Friday, February 10, 2012
The Innkeepers Offer More than Fresh Towels
Posted by Courtney Small
Set within the Yankee Pedlar Inn, two employees, Claire (Sara Paxton) and Luke (Pat Healy), are left in charge of the hotel while the owner is vacationing in the Caribbean. As the inn is set to close its doors for good, business is rather slow. Bored out of their minds, and with no real sense of direction for what they want do with their lives once the hotel closes, Claire and Luke pass their time by looking for signs of ghost activity in the old establishment. The Yankee Pedlar Inn is rumoured to be haunted by the ghost of Madeline O’ Malley, a woman who hung herself in one of the rooms after being left at the altar. Determined to find proof that the ghost of O’Malley still roams the halls, Claire sets out with Luke’s recording equipment to document the strange occurrences that are happening in the inn. What starts out as a fun pastime soon turns into a nightmare that Clair will never forget.

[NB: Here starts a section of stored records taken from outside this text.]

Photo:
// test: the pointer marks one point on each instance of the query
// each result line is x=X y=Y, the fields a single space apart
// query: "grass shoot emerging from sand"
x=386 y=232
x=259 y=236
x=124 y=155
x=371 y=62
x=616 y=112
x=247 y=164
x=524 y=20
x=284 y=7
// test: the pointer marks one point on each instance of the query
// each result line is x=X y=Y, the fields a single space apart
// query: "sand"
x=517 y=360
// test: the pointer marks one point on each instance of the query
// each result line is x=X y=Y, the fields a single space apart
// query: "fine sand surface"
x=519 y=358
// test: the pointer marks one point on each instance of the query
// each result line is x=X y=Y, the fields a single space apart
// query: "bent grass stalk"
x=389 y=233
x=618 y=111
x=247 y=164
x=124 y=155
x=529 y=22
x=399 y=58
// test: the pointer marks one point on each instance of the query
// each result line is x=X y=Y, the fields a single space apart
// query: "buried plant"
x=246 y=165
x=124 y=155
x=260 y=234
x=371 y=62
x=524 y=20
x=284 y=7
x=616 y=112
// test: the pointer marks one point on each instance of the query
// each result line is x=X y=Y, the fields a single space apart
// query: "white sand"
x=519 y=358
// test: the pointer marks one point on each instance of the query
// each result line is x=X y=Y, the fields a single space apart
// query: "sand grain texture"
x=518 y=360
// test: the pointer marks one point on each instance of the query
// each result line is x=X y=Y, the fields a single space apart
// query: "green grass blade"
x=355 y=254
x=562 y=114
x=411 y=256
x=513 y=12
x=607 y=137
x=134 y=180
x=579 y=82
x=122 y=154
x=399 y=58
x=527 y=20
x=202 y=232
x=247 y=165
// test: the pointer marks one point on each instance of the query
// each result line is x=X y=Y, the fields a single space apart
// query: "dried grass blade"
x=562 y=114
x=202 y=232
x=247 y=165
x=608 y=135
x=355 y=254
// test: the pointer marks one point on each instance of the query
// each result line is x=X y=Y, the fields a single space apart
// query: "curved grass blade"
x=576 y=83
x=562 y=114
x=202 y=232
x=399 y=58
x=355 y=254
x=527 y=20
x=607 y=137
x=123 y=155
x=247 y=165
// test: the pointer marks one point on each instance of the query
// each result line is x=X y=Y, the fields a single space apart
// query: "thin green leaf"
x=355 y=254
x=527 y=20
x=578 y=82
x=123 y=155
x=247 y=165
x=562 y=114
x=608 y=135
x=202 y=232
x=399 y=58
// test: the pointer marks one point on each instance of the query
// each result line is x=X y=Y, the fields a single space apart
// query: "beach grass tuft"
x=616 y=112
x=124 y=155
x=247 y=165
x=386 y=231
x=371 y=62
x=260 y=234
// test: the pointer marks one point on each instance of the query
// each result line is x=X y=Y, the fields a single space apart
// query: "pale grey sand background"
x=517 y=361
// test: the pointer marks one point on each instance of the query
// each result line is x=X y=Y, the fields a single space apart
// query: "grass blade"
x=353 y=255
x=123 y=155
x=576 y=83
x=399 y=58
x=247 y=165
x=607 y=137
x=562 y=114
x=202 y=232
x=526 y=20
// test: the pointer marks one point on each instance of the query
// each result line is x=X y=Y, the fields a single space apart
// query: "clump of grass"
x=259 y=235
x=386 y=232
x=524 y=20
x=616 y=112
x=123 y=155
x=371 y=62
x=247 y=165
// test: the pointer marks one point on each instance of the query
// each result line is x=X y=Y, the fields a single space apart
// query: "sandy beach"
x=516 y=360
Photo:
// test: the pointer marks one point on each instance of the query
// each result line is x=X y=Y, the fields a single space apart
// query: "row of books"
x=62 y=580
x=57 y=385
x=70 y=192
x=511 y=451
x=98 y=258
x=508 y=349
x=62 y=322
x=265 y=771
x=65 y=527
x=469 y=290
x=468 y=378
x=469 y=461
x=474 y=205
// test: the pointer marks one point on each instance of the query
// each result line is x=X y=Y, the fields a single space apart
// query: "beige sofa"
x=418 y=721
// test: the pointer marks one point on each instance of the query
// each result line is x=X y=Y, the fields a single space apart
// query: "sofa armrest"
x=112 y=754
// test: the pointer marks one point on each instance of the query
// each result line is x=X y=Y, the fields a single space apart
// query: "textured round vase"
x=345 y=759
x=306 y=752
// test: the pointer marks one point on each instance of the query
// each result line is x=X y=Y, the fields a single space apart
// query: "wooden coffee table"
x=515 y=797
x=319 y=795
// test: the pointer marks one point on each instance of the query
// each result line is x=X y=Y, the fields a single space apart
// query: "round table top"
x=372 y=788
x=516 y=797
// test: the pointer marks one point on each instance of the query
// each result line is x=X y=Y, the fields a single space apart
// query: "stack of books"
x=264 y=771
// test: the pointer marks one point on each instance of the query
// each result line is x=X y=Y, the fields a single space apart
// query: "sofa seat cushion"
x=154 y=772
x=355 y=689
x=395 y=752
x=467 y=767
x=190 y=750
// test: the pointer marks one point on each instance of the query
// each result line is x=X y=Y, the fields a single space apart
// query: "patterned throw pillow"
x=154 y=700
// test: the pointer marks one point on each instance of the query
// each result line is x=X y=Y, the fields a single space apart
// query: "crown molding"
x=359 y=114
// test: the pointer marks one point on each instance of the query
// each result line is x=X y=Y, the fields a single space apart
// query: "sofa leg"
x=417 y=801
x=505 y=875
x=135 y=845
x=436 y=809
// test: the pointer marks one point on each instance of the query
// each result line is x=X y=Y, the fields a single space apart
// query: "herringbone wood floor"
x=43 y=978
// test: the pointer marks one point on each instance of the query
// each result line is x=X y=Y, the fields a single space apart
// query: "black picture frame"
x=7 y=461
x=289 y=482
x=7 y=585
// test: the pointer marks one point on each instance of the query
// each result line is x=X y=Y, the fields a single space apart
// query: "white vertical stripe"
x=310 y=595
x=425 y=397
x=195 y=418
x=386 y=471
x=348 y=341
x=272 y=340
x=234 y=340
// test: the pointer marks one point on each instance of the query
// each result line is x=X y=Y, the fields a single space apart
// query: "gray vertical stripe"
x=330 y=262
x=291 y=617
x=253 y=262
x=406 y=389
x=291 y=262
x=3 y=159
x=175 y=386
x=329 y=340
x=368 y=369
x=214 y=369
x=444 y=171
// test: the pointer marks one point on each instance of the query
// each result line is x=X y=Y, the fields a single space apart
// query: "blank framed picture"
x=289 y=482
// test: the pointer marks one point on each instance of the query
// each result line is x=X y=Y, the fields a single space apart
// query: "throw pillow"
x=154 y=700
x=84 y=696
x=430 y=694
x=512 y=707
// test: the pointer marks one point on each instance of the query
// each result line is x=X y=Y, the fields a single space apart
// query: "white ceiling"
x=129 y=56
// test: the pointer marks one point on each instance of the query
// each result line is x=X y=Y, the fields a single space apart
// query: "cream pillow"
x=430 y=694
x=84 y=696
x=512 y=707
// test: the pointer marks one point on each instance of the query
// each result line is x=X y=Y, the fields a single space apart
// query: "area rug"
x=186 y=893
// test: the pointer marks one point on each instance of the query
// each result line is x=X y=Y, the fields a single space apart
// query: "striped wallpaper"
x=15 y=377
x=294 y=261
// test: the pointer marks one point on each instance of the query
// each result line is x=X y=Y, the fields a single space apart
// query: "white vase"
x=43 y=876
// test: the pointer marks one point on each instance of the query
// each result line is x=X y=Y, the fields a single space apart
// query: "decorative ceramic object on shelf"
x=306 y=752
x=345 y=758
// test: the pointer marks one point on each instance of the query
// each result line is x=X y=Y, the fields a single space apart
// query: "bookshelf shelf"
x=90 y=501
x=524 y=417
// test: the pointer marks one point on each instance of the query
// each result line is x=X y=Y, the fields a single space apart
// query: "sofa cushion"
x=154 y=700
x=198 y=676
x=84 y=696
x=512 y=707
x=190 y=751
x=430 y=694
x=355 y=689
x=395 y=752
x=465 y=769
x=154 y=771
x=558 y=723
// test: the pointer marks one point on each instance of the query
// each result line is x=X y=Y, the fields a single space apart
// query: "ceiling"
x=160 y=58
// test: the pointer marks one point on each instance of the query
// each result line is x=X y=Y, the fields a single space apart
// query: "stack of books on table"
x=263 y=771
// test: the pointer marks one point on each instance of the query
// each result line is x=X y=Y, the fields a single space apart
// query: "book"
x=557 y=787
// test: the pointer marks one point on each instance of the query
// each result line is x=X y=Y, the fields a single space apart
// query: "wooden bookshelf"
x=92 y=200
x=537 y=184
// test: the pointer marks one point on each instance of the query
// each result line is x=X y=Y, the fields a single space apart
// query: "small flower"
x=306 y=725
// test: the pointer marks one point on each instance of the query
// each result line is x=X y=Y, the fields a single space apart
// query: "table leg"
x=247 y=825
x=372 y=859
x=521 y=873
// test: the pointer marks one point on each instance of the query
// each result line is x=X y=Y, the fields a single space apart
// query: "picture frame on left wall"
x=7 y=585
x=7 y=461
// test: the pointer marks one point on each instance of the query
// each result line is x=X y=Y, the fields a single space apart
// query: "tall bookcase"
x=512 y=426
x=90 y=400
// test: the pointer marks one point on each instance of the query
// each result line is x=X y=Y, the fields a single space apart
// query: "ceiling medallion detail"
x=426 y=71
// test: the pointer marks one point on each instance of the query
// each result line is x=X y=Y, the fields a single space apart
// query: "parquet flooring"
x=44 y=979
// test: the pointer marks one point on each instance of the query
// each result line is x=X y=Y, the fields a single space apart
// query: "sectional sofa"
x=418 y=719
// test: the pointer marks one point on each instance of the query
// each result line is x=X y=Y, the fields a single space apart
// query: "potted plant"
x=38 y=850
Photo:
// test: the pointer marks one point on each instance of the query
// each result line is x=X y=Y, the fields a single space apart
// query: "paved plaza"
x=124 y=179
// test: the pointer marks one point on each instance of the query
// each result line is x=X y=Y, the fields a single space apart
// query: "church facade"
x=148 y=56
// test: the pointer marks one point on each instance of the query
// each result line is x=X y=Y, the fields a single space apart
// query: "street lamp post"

Though an enjoyable film, The Innkeepers is a film that is bound to divide audiences. It is a horror film that will play extremely well to the casual horror fan. However, hardcore fans of the horror genre, more specifically those who love excessive gore, will be greatly disappointed. The film not only stakes it allegiance to the classic ghost stories, but it also dances to its own beat from beginning to end. The fact that it takes 70 minutes of the film’s 101 minute running time for the scares to start shows that West is playing by his own rules.
The bulk of the film of plays more like a comedy than a straight fright flick. Ti West spends a lot of time establishing Clair and Luke’s friendship, as well as their interactions with the few customers at the hotel. The fun thing about this is that it is easy to forget that The Innkeepers is a horror film at all. Claire and Luke are so charming that this film would be just as entertaining if the horror aspect was not even a part of the film. The chemistry between Sara Paxton and Pat Healy really elevates the film above others in its genre. Paxton in particular gives a strong performance as Claire. She creates a character who is filled with curiosity in all things paranormal, but is unable to find any direction or real meaning in her day-to-day life.
Ti West’s choice to have such a long build up is a bit of a blessing and a curse. On one hand, when the scares ramp up it comes as a bit of a shock to the viewer. The abrupt change in pacing is effective in catching, and keeping, the audience off guard for the remainder of the film. The only downside to this is that the film will be a test of patience for those simply looking for fast and quick scares. Still, when the scares come, West manages to achieve maximum effect through minimal tactics. Just the image of a ghostly character at the end of the hallway is more chilling than having that same ghost chase characters from room to room. Although The Innkeepers may not follow all the conventions that modern horror fans would like, the film offers up solid entertainment that should play well on repeat viewing.